The Samsung Galaxy S9+ battery data was used to assess battery status and estimate lifespan. Initially, EIS Nyquist plots were generated and subsequently deconvoluted to differentiate each electrochemical process. This deconvolution enabled the derivation of DRT plots, from which the ratio of charge transfer to diffusion processes was calculated.

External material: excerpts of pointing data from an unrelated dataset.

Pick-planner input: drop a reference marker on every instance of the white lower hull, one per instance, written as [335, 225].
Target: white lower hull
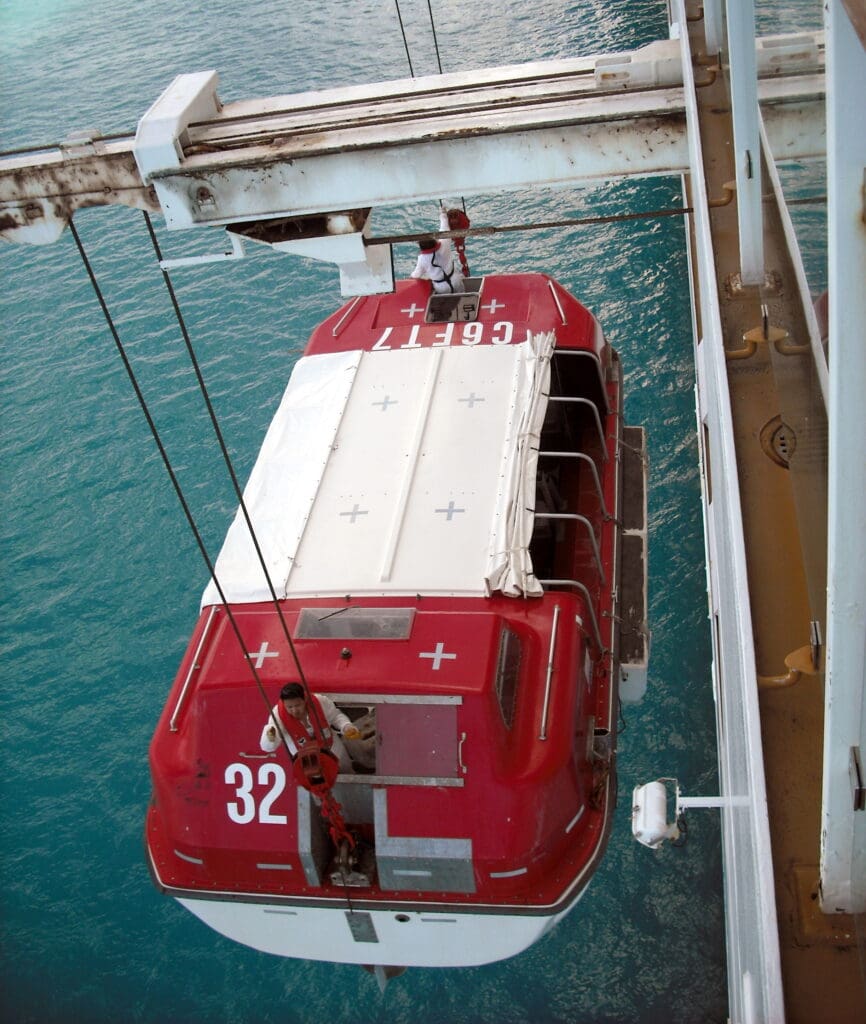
[427, 938]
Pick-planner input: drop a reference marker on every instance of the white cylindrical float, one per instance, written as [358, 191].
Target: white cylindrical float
[649, 815]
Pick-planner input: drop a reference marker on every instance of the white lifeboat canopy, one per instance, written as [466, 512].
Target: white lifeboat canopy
[405, 471]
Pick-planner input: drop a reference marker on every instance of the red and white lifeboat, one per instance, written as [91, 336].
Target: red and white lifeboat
[440, 507]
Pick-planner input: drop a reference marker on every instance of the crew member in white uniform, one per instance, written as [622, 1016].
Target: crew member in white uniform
[436, 262]
[293, 715]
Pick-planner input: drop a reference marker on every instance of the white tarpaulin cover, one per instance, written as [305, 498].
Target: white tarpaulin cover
[407, 471]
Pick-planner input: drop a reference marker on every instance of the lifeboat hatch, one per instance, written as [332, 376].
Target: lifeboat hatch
[457, 307]
[422, 864]
[634, 632]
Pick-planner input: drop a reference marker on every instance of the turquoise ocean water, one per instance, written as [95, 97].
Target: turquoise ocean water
[101, 581]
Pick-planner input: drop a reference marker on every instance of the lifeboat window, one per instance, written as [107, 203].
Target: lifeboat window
[354, 624]
[508, 671]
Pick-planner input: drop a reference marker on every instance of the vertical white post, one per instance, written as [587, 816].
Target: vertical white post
[713, 26]
[842, 827]
[746, 140]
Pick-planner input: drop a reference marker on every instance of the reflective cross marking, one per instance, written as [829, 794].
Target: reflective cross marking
[438, 655]
[356, 511]
[262, 653]
[449, 511]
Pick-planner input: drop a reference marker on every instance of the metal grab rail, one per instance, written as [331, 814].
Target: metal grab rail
[192, 668]
[590, 530]
[546, 707]
[588, 600]
[592, 404]
[586, 458]
[593, 356]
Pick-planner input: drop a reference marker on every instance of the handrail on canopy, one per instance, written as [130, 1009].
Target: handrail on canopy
[582, 456]
[588, 600]
[581, 519]
[592, 404]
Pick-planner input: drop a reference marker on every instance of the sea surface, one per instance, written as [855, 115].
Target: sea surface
[101, 580]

To evaluate the status of a LIB, the ‘tau’ ratio is calculated from the DRT plots and plotted onto the same graph. For verification in this study, Samsung Galaxy S9+ battery data was analyzed, and its transformation into the DRT is shown in Figure 12. The ‘tau’ ratio graph for the Samsung Galaxy S9+ battery aligned closely with the main ‘tau’ ratio graph up to its midpoint, indicating that the battery had completed approximately half of its life, which was 1000 cycles. By analyzing this segment of the graph, it was concluded that approximately half of the battery’s health or lifespan had been depleted. Based on these findings, it was estimated that the Samsung Galaxy S9+ battery would require an additional 1100 cycles to reach its EoL, giving it a total lifespan of approximately 2100 cycles. This approach illustrates that by generating a DRT plot for any LIB, its current status can be accurately assessed without depending on historical data. Furthermore, the total lifespan of the battery can be predicted using the ‘tau’ ratio parameter, providing valuable insights into battery performance and longevity.

5. Conclusions

In this paper, a novel approach to estimating the SOH of LIBs is introduced using DRT analysis, with a specific focus on the characterization of the central relaxation time (τ) ratio between charge transfer and diffusion processes. This method distinguishes itself from conventional DRT parameters by offering a more direct and data-independent approach to assessing battery health and predicting overall lifespan. The experimental results reveal consistent and observable trends in the shifting and merging of the DRT peaks as the batteries undergo aging, which are effectively captured and quantified by the proposed τ ratio. A polynomial model derived from the τ ratio data further enhances the analysis, enabling accurate predictions of battery status and lifespan over time. The practicality and robustness of this approach are validated through its application to a commercial Samsung Galaxy S9+ battery, which, although not cycled to the EoL, still shows consistent behavior in line with the model predictions. Additionally, the ability of the method to deliver insights into battery performance degradation without relying on extensive historical data sets it apart from traditional SOH estimation techniques, thereby advancing our broader understanding of battery aging mechanisms and contributing to more efficient and predictive battery health management. Limitations of this study are the relatively small sample size and the absence of replicates, which prevent full quantification of between-cell variability. Nevertheless, the consistent τ ratio trends observed across the three distinct cell formats indicate the robustness of the proposed method. The statistical reliability of the polynomial fit (Adj. R² = 0.9994 with low coefficient errors) supports these findings further. Future work will expand this analysis to larger datasets, including multiple replicates of 18650 and automotive-grade cells, to establish confidence intervals and assess variability across batches.